I am working with a team of economists from four other universities to develop indices that describe human movement and social contact in the context of the COVID-19 pandemic.
This team of researchers had been working with smartphone-movement data for a while on unrelated subjects. But when the pandemic started, we realized that we had access to very valuable information that describes what people are doing in close-to-real time with a lot of spatial precision, and that becomes a very valuable data resource in the context of thinking about transmission of the disease between different cities, by people encountering each other in bars, restaurants, etc. And so we quickly pivoted to producing indices that would be useful in the context of the ongoing pandemic.
In the last decade or so, the norm in economics has become to share your code and your data after you’ve published your research in an academic journal by uploading that code and data into an academic repository. What we’ve done during this crisis is a little bit different, in the sense that I’ve been sharing code and research output via GitHub, which is a collaborative platform online that’s used by a lot of software developers to work with each other and publish and archive their code.
This process is different in the sense that usually the sharing of replication materials in academic repositories after the fact is to sort of show that you’ve done the work and verified those outputs that you’ve already published in an academic journal, as opposed to it being more of a living repository with active collaboration where outside researchers can examine the work that you’re currently pursuing.
When the pandemic started, we realized that smartphone-movement data could be relevant for learning about a lot of different aspects of the pandemic, and it simply wasn’t going to be possible for us as a team of researchers to explore all those different important questions. And the fact that the pandemic was escalating relatively quickly meant that there was a real sense of urgency, in the sense that if we were sitting on the data, that would be delaying the ability of other social scientists to tackle these important questions.

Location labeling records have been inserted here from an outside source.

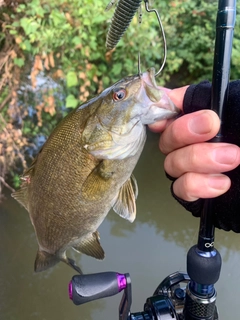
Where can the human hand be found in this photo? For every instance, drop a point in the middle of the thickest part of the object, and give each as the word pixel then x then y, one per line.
pixel 197 165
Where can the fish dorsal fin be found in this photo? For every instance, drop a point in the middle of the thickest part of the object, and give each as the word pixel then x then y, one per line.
pixel 125 203
pixel 91 246
pixel 21 195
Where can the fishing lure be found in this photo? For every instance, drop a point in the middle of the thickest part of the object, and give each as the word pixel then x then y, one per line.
pixel 121 19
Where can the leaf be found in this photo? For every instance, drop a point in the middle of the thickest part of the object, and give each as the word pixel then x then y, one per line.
pixel 71 101
pixel 18 62
pixel 71 79
pixel 117 68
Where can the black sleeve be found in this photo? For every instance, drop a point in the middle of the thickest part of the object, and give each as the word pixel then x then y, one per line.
pixel 226 207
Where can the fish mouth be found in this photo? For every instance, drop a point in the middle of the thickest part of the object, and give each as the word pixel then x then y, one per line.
pixel 158 97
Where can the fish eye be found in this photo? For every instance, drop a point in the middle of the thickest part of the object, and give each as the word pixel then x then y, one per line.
pixel 119 95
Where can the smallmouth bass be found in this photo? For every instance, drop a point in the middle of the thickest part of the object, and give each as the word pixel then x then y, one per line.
pixel 85 168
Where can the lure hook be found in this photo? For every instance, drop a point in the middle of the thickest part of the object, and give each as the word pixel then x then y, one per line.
pixel 163 36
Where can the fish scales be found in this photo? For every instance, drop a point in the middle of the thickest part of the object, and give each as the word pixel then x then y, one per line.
pixel 85 168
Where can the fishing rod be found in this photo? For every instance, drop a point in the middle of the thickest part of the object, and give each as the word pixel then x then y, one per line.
pixel 191 295
pixel 203 260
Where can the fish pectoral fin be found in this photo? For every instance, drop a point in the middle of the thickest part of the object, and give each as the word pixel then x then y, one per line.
pixel 91 246
pixel 97 183
pixel 125 203
pixel 45 260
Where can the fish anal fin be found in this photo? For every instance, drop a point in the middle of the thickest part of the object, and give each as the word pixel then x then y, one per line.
pixel 125 203
pixel 45 260
pixel 72 264
pixel 21 195
pixel 91 246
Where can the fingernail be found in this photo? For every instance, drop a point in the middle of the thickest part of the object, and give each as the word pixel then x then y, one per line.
pixel 225 155
pixel 201 123
pixel 219 182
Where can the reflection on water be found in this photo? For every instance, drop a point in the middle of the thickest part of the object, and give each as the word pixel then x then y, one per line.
pixel 154 246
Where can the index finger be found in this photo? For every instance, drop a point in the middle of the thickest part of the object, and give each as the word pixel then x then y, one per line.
pixel 191 128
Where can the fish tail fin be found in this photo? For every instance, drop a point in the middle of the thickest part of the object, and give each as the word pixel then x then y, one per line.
pixel 45 260
pixel 71 263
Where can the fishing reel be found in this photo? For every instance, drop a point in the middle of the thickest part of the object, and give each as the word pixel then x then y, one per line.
pixel 172 299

So we decided to focus our efforts on producing data that is measured in a consistent and understandable way, because the cell-phone data in its very raw form is billions of pings generated by millions of devices—so the raw data is very messy. And what we’ve done in partnership with our data providers is put a lot of work into cleaning up that data in order to produce consistent measures of behavior.
And then we decided to release those indices to the general research community so that with those measures in hand, lots of different economists and other social scientists could use it to tackle a variety of questions, basically massively multiplying the amount of brain power and amount of work hours that were dedicated to studying this data, compared to what would have happened if we had tried to just keep it with our team of five economists and a few research assistants.

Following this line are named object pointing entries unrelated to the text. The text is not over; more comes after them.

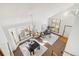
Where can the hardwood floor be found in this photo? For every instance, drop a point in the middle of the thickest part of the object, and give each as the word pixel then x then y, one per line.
pixel 53 50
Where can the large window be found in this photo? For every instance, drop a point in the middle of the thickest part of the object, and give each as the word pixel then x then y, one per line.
pixel 54 24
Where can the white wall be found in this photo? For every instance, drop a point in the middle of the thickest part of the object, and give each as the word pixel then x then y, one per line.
pixel 13 14
pixel 3 43
pixel 73 41
pixel 66 20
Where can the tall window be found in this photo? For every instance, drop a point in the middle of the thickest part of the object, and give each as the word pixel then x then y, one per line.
pixel 54 24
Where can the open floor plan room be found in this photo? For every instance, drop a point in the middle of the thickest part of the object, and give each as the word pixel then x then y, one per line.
pixel 39 29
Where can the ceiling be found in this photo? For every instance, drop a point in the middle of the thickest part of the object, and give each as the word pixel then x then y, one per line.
pixel 12 11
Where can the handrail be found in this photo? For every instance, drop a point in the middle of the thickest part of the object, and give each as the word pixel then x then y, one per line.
pixel 69 53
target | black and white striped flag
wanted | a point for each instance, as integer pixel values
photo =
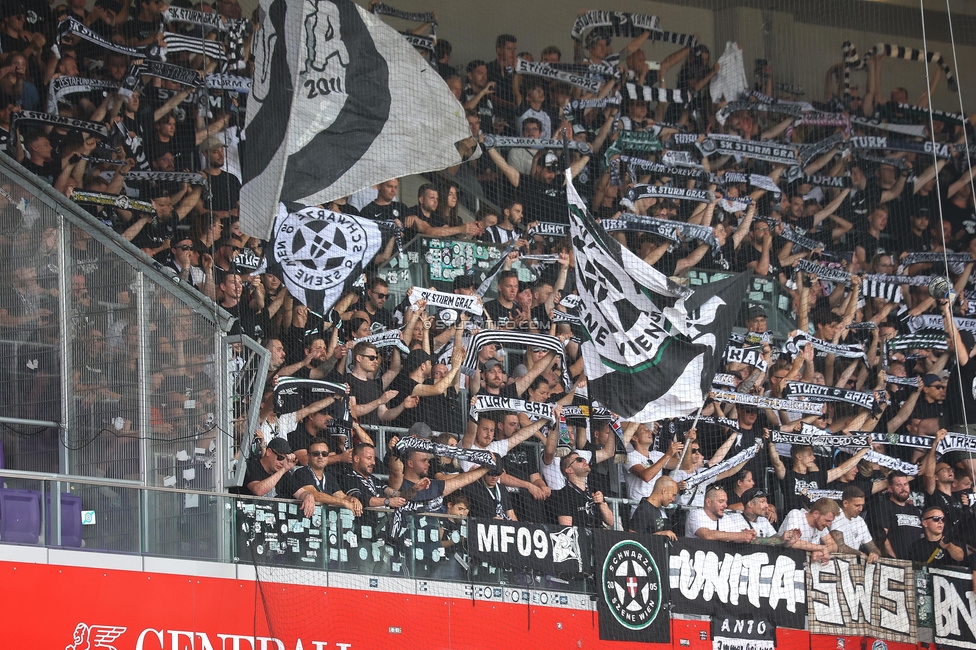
(650, 347)
(317, 253)
(340, 101)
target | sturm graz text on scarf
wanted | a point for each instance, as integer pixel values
(501, 338)
(121, 202)
(509, 142)
(59, 121)
(734, 146)
(772, 403)
(425, 445)
(819, 393)
(540, 69)
(485, 403)
(445, 300)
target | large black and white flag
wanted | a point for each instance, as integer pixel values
(651, 346)
(340, 101)
(317, 252)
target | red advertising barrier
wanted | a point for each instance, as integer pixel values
(77, 608)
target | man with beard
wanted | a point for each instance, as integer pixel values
(896, 522)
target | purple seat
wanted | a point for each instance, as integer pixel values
(70, 520)
(20, 516)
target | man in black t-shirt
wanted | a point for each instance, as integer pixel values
(575, 505)
(488, 499)
(936, 548)
(896, 522)
(504, 310)
(651, 516)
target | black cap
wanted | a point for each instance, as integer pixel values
(752, 493)
(280, 446)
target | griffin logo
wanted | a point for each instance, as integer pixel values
(89, 637)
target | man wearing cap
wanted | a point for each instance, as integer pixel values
(480, 435)
(651, 515)
(754, 508)
(315, 480)
(814, 526)
(488, 499)
(804, 474)
(543, 192)
(411, 382)
(936, 547)
(181, 261)
(264, 472)
(930, 407)
(575, 504)
(504, 310)
(520, 157)
(225, 188)
(849, 529)
(714, 523)
(937, 479)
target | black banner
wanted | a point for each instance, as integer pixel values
(848, 598)
(955, 611)
(742, 633)
(553, 550)
(631, 572)
(739, 582)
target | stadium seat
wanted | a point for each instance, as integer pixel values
(20, 516)
(70, 520)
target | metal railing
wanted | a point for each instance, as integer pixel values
(110, 367)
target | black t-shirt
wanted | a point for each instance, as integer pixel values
(303, 476)
(488, 503)
(405, 385)
(649, 518)
(139, 29)
(930, 553)
(860, 203)
(522, 461)
(255, 472)
(904, 525)
(225, 191)
(433, 495)
(377, 212)
(365, 391)
(956, 403)
(574, 502)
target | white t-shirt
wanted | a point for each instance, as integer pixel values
(636, 488)
(798, 519)
(855, 530)
(499, 447)
(732, 522)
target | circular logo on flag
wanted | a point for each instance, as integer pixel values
(318, 249)
(632, 585)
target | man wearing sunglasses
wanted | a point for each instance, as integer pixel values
(936, 547)
(265, 471)
(313, 479)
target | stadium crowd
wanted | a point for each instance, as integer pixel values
(851, 237)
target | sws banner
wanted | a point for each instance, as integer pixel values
(955, 609)
(738, 582)
(554, 550)
(846, 598)
(632, 587)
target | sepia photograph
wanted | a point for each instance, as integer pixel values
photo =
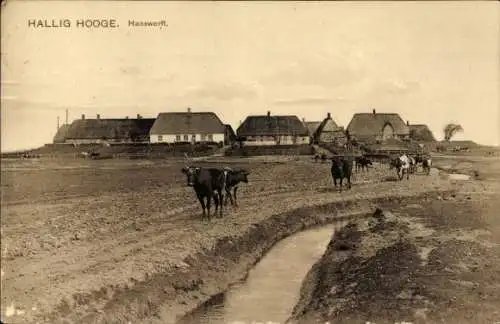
(250, 162)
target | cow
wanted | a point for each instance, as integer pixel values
(402, 165)
(342, 168)
(233, 179)
(362, 163)
(425, 161)
(426, 165)
(207, 183)
(413, 164)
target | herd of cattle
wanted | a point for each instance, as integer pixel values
(213, 183)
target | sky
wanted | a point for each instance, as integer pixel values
(431, 62)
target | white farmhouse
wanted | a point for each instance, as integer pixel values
(193, 127)
(273, 130)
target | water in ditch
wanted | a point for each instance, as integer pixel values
(272, 287)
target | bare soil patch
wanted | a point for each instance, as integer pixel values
(434, 262)
(111, 241)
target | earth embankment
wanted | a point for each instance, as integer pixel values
(435, 261)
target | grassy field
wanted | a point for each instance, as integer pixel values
(74, 230)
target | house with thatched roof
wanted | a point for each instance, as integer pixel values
(61, 134)
(421, 133)
(109, 130)
(193, 127)
(230, 135)
(329, 132)
(368, 127)
(312, 127)
(273, 130)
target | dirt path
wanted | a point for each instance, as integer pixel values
(73, 257)
(432, 262)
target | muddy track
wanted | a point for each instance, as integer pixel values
(208, 272)
(66, 249)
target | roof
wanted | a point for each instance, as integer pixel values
(421, 132)
(328, 125)
(122, 128)
(369, 124)
(60, 136)
(272, 125)
(312, 127)
(188, 123)
(230, 131)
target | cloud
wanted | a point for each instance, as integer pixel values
(331, 71)
(223, 92)
(308, 101)
(397, 87)
(9, 98)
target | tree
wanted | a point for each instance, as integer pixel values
(450, 130)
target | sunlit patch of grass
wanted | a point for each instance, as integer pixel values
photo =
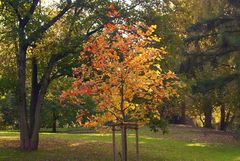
(197, 144)
(98, 147)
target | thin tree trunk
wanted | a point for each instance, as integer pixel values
(208, 118)
(124, 143)
(54, 121)
(34, 95)
(183, 113)
(223, 116)
(22, 111)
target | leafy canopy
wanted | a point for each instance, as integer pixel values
(122, 72)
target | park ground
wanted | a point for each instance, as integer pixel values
(182, 143)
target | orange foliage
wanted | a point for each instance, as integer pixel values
(123, 74)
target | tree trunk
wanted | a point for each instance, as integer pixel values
(54, 121)
(34, 94)
(124, 142)
(208, 117)
(22, 110)
(223, 116)
(183, 113)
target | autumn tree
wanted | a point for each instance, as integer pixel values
(123, 74)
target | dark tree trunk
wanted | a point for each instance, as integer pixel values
(183, 113)
(29, 132)
(223, 125)
(34, 94)
(54, 121)
(208, 118)
(124, 142)
(22, 111)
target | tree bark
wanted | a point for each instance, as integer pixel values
(22, 111)
(124, 142)
(223, 124)
(54, 121)
(208, 117)
(34, 94)
(183, 113)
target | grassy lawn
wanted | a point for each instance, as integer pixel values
(181, 144)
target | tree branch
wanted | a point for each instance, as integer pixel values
(29, 14)
(14, 7)
(42, 29)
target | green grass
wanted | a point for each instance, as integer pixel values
(179, 145)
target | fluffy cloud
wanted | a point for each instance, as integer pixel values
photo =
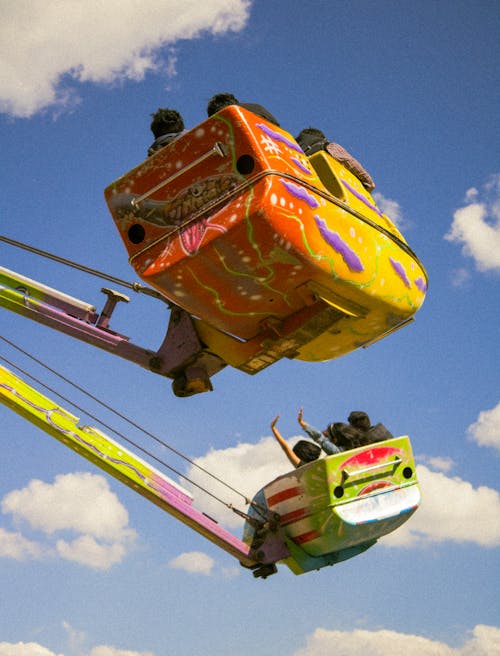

So for example, [Chicago Booth’s] Brent Neiman and I have recently produced research in which we estimate the fraction of jobs that can be done from the comfort of your own home, which is a question that we hadn’t thought about a lot prior to 2020. But now it’s very salient, in the sense that the ongoing pandemic has forced a lot of people to work from home. And so when we produced our estimate of how many people could work from home, at the same time that we produced our research note as a document that we shared with the research community, we also put up all the code and the results of running that code, the data that says, here’s our classification of each occupation and whether it can be performed at home or not.

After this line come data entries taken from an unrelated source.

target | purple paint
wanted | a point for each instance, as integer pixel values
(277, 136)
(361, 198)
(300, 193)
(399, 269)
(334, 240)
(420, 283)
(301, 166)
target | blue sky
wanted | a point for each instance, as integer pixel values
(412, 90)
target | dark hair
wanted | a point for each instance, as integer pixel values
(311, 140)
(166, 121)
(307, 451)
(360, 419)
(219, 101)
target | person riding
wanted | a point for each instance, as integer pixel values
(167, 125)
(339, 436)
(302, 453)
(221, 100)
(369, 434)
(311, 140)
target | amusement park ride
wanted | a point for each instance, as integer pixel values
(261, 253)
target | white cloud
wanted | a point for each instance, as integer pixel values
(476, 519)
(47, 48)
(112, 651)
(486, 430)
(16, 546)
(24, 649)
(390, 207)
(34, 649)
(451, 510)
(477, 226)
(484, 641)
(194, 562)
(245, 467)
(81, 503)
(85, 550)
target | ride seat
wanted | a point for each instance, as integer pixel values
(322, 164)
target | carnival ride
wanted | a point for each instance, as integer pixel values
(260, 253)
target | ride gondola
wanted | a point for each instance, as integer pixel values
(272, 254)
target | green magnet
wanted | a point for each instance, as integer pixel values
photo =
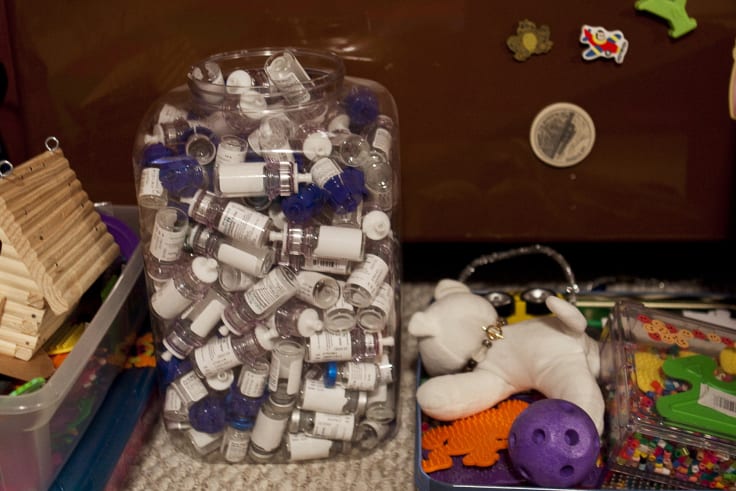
(671, 10)
(708, 406)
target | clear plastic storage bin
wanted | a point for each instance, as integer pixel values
(268, 189)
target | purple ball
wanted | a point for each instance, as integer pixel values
(554, 443)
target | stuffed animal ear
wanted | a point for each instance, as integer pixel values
(447, 287)
(422, 325)
(571, 317)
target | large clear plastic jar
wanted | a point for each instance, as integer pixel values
(255, 145)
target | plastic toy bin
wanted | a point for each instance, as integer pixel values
(39, 430)
(672, 405)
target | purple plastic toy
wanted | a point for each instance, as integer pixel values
(554, 443)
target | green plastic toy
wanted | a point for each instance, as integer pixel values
(671, 10)
(709, 404)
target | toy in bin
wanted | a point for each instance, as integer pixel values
(673, 417)
(477, 363)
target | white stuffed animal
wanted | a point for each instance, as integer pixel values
(551, 354)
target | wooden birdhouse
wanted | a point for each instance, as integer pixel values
(53, 246)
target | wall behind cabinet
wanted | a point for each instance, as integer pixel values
(662, 167)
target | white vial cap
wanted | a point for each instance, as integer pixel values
(266, 337)
(309, 323)
(253, 104)
(340, 243)
(339, 123)
(317, 145)
(208, 318)
(387, 341)
(238, 81)
(376, 225)
(221, 380)
(205, 268)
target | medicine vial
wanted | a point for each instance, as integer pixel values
(300, 447)
(286, 73)
(174, 409)
(375, 316)
(259, 301)
(366, 279)
(200, 146)
(166, 244)
(251, 260)
(315, 396)
(192, 330)
(340, 317)
(380, 406)
(269, 430)
(318, 289)
(190, 388)
(376, 224)
(323, 241)
(379, 180)
(233, 280)
(338, 267)
(380, 135)
(189, 283)
(230, 351)
(231, 150)
(365, 376)
(231, 218)
(284, 381)
(355, 345)
(323, 425)
(208, 414)
(350, 149)
(337, 182)
(254, 179)
(369, 434)
(235, 440)
(295, 318)
(248, 394)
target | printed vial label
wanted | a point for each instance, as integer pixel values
(253, 384)
(304, 447)
(166, 245)
(293, 377)
(215, 356)
(370, 275)
(242, 223)
(340, 267)
(334, 426)
(382, 140)
(326, 346)
(360, 376)
(267, 292)
(316, 397)
(267, 432)
(323, 170)
(191, 388)
(150, 184)
(235, 449)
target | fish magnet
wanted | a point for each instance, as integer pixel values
(602, 43)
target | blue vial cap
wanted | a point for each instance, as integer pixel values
(208, 415)
(302, 207)
(330, 376)
(181, 175)
(361, 105)
(172, 369)
(155, 151)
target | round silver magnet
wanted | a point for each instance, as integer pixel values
(562, 134)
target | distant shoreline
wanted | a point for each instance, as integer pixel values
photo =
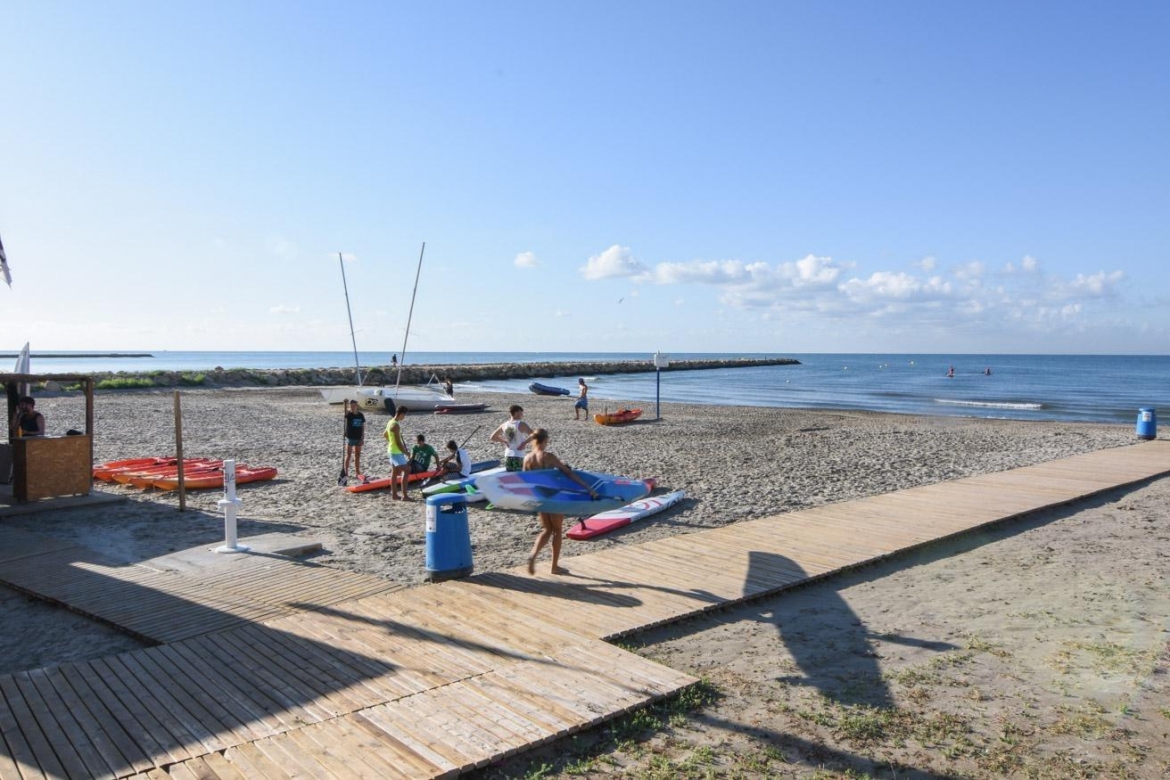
(81, 356)
(418, 374)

And in the case of this particular research project, we’ve realized the benefits of sharing early, in the sense that somebody could find a small typo in our code, in the sense that we produced information about the fraction of jobs that could be done at home for each city in America, and then a graduate student saw that and wanted to produce a state-level measure in order to look at how it correlated with a bunch of state outcomes, say unemployment insurance claims. And so that graduate student took our code, modified it in order to produce the answer for states instead of cities, and then shared it back with us. And so that is also now in the GitHub repository as well.
So it’s a more collaborative approach in which you share information in a way that other people can both inspect the work that you’ve done but also potentially contribute or tell you when they’ve, say, found a shortcoming or an additional extension that they want to pursue. In the context of a global pandemic, it’s particularly valuable to share our findings with the global research community. We have produced those numbers for the United States, but researchers from all over the globe wanted to be able to produce numbers for Malaysia, Australia, the United Kingdom, Germany, South Africa. And by sharing our results, even prior to them being published in an academic journal, it meant that a lot of information that’s relevant for public policy and thinking about the economic consequences of the crisis was disseminated very quickly to the global research community.
It’s been great to see a lot of people in the profession, in the context of this pandemic, abandon the sort of narrow-minded or usual professional incentives to try to maximize the private returns to having access to data. And instead a lot of people have started contributing data to, sort of, shared public resources, recognizing that there’s a lot of value in disseminating that information, even if the traditional professional incentives don’t necessarily push in that direction in terms of data sharing.